Chegando 1918, uma brisa de esperança pairava no ar quando foi publicado um documento, que reúne o Decreto n.º 3907, de 11 de março de 1918, intitulado “Sufrágio Universal”. No entanto, o decreto apenas permitia que as pessoas iletradas passassem a votar. Citando: “Nem se diga que o iletrado é incapaz de escolher quem legitimamente o represente.” Mesmo assim, as mulheres, que literalmente dão à luz os cidadãos, não tinham representatividade nenhuma, não tinham direito ao voto. Em 1931, as mulheres com cursos secundários ou superiores passaram a ter o direito ao voto reconhecido. Ou seja, em 1931, a República considerava que para uma mulher ter tanta capacidade de raciocínio quanto um homem analfabeto, tinha de ter concluído, pelo menos, o secundário. Ora, tendo em conta que o cuidado dos filhos e da família recaía quase de forma total nas mulheres, esta medida era, na verdade, uma forma de continuar a manter as mulheres afastadas da opinião política, com um embelezamento de quotas de representatividade classicista: a grande maioria das mulheres não tinha tempo, oportunidade, nem capacidades económicas para prolongar os seus estudos até ao ensino secundário.

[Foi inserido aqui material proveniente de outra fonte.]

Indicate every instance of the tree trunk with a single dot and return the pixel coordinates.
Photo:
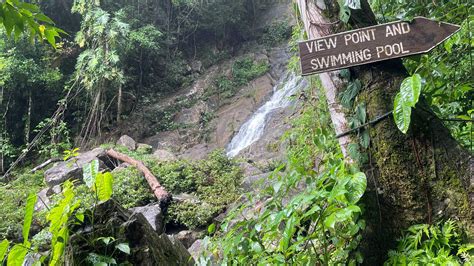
(161, 194)
(119, 104)
(420, 177)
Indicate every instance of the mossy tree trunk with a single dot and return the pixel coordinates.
(419, 177)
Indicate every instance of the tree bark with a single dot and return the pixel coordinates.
(160, 193)
(421, 177)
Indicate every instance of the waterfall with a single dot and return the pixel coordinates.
(253, 129)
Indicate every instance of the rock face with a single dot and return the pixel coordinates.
(164, 155)
(72, 168)
(144, 148)
(147, 246)
(153, 215)
(188, 237)
(127, 142)
(43, 200)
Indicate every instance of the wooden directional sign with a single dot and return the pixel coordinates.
(372, 44)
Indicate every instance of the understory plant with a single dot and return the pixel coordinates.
(66, 212)
(308, 214)
(438, 244)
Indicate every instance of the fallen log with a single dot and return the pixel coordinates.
(161, 194)
(43, 165)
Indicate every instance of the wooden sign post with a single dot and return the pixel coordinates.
(373, 44)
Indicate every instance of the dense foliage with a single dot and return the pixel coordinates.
(116, 56)
(307, 214)
(445, 73)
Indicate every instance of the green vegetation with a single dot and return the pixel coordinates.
(303, 216)
(438, 244)
(211, 184)
(12, 197)
(443, 71)
(276, 33)
(243, 70)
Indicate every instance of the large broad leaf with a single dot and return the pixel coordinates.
(3, 250)
(103, 186)
(30, 208)
(90, 171)
(17, 255)
(356, 187)
(410, 90)
(401, 113)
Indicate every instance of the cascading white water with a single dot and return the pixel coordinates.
(253, 129)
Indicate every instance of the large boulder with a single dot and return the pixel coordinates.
(152, 214)
(147, 247)
(72, 168)
(127, 142)
(188, 237)
(42, 201)
(144, 148)
(164, 155)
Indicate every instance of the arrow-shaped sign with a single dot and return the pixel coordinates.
(373, 44)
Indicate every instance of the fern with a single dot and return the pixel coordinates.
(431, 245)
(3, 250)
(103, 186)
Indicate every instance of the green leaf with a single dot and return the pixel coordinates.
(17, 255)
(410, 90)
(3, 250)
(50, 35)
(356, 187)
(212, 228)
(103, 185)
(29, 209)
(106, 240)
(124, 247)
(89, 172)
(401, 113)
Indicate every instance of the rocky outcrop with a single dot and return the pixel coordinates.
(147, 246)
(164, 156)
(144, 148)
(188, 237)
(72, 168)
(153, 215)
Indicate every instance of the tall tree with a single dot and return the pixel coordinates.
(416, 177)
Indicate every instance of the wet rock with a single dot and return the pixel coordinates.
(197, 152)
(72, 168)
(188, 237)
(196, 66)
(43, 201)
(164, 155)
(56, 190)
(185, 197)
(127, 142)
(144, 148)
(192, 115)
(147, 246)
(195, 249)
(256, 182)
(152, 214)
(249, 169)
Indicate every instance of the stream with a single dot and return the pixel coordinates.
(253, 129)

Seria de esperar que se quisesse um governo que representasse devidamente o povo, no entanto, a República representava os interesses de quem era detentor de poder: os homens com privilégio social e económico. Por muito que fossem as mulheres a criar os homens, nenhum direito de voto lhes era concebido. Estranhamente, pouco se fala da proposta do deputado Borges de Barros, apresentada em 1822. O deputado considerava que as mulheres com seis filhos legítimos deveriam poder votar, por estarem a criar a nação: “o direito de votar naqueles que devem representar a Nação”, pois que ninguém dá mais ao país do que “quem lhe dá os seus cidadãos”. Embora a proposta de taxa de criação de filhos para a obtenção do direito ao voto da mulher fosse elevada e descabida, Borges de Barros tomou uma posição muito progressista para a altura, acusando, inclusive, os homens de manterem as mulheres na ignorância por recearem a sua superioridade, já que não havia nenhuma limitação cultural ou intelectual nas mulheres que as impedisse de ter capacidade para exercer o direito ao voto. Como seria de esperar, a proposta de Borges de Barros não foi admitida à discussão pelo Parlamento: as mulheres foram consideradas incapazes, pois “não tinham voz nas sociedades políticas”.


Só após a Revolução de 25 de Abril de 1974 é que, realmente, se consagrou o sufrágio universal, abolindo as restrições ao direito de voto baseadas no sexo dos cidadãos.


Por tudo isto, ir votar é um ato de manifesto, especialmente para as mulheres, para as pessoas racializadas, para a comunidade LGBT e para quem cresceu sem privilégios sociais ou económicos. Claro que pode ser contestado que o sistema vigente de voto tem lacunas, como, por exemplo, com as diferenças de força do voto conforme os círculos eleitorais, mas não votar não é opção. Votar é um manifesto pela liberdade, pelo direito a ter voz e representatividade. Não votar é falhar com a democracia e não há nada mais frágil do que a Liberdade.

Votem para que no futuro não tenhamos de encontrar uma lacuna na lei para o tornar possível, como teve de fazer Carolina Beatriz Ângelo. Votem para continuarmos a ser ouvidas. Votem num partido que tenha consciência cívica em relação a todas as minorias de poder: as minorias juntas são a maioria e quando votamos não votamos só para nós mesmas e mesmos, votamos para o país inteiro. O nosso voto é útil quando reflete os nossos valores e quando sabemos que esse voto vai proteger as pessoas mais desprotegidas pela sociedade.

No próximo domingo, se ainda não votaram antecipadamente, levantem-se do sofá e vão votar. O sofá não precisa de vocês, mas a democracia precisa do vosso voto.